Record Interest Rates Slowing Economic Growth in Pakistan

In recent times, Pakistan’s economic growth has been on a downward trend in the fiscal second quarter due to record high interest rates. This has impacted businesses and reduced consumer demand, resulting in a Gross Domestic Product (GDP) expansion of only 1% during the October-December period. The economy fell short of the median estimate of 1.8% as per a Bloomberg survey.

Pakistan’s agriculture sector saw growth of 5.02%, while the industry contracted by 0.84%. However, the services sector grew by just 0.01%. Despite avoiding a sovereign default last year, Pakistan’s economy remains fragile and requires support to strengthen its position. Prime Minister Shehbaz Sharif is currently seeking a new loan from the International Monetary Fund (IMF) to aid the economy and boost foreign exchange reserves.
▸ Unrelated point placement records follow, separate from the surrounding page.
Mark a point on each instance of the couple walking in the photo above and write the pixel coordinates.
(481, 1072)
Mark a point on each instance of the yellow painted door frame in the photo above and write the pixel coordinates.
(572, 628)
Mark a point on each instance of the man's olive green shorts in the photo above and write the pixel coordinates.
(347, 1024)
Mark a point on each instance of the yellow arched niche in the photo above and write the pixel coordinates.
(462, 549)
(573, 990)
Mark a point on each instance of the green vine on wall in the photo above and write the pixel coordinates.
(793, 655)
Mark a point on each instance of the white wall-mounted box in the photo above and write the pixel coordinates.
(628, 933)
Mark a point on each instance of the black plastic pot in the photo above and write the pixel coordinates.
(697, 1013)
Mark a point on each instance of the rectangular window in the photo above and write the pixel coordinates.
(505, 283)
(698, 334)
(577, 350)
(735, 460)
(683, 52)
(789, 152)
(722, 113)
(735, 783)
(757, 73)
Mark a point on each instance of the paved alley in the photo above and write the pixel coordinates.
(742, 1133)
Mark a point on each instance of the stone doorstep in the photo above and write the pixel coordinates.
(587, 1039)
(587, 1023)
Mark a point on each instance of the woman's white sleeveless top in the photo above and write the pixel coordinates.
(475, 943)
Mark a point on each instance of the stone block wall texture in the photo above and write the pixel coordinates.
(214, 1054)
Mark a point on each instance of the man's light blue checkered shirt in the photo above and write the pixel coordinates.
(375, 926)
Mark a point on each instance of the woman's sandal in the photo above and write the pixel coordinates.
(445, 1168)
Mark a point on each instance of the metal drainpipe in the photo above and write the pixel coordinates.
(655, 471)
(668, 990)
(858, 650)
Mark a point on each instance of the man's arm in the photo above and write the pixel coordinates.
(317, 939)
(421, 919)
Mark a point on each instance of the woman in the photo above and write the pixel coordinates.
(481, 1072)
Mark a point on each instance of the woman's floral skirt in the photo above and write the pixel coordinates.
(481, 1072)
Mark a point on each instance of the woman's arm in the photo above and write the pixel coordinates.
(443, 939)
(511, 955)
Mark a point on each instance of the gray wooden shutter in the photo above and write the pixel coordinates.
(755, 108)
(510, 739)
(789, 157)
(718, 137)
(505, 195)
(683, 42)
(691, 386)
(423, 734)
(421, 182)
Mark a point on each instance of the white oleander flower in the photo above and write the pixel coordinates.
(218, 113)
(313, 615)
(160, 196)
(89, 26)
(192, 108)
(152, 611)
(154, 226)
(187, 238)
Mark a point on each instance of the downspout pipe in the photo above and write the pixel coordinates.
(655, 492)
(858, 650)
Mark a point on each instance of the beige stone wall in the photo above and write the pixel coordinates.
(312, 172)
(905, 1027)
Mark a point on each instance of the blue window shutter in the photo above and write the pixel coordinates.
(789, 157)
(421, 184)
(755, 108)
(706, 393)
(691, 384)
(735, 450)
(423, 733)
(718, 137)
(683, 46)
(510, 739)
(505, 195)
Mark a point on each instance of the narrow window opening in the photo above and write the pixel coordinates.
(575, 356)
The IMF has revised its GDP forecast for the current fiscal year down to 2% from an initial forecast of 2.5%, citing weak domestic demand as a major factor affecting economic growth in Pakistan. Despite this setback, Pakistan’s State Bank believes that better farming and industrial output will help support the economy in the long run. The country experienced rare contraction of 0.17% in previous fiscal year but still heavily relies on IMF aid with $24 billion in external financing needs for upcoming fiscal year, which is about three times its foreign exchange reserves.

In conclusion, despite facing challenges such as slow economic growth and high interest rates, Pakistan’s government remains committed to seeking financial assistance from international organizations like IMF to support its economy and improve its overall financial situation for better future prospects for Pakistani people.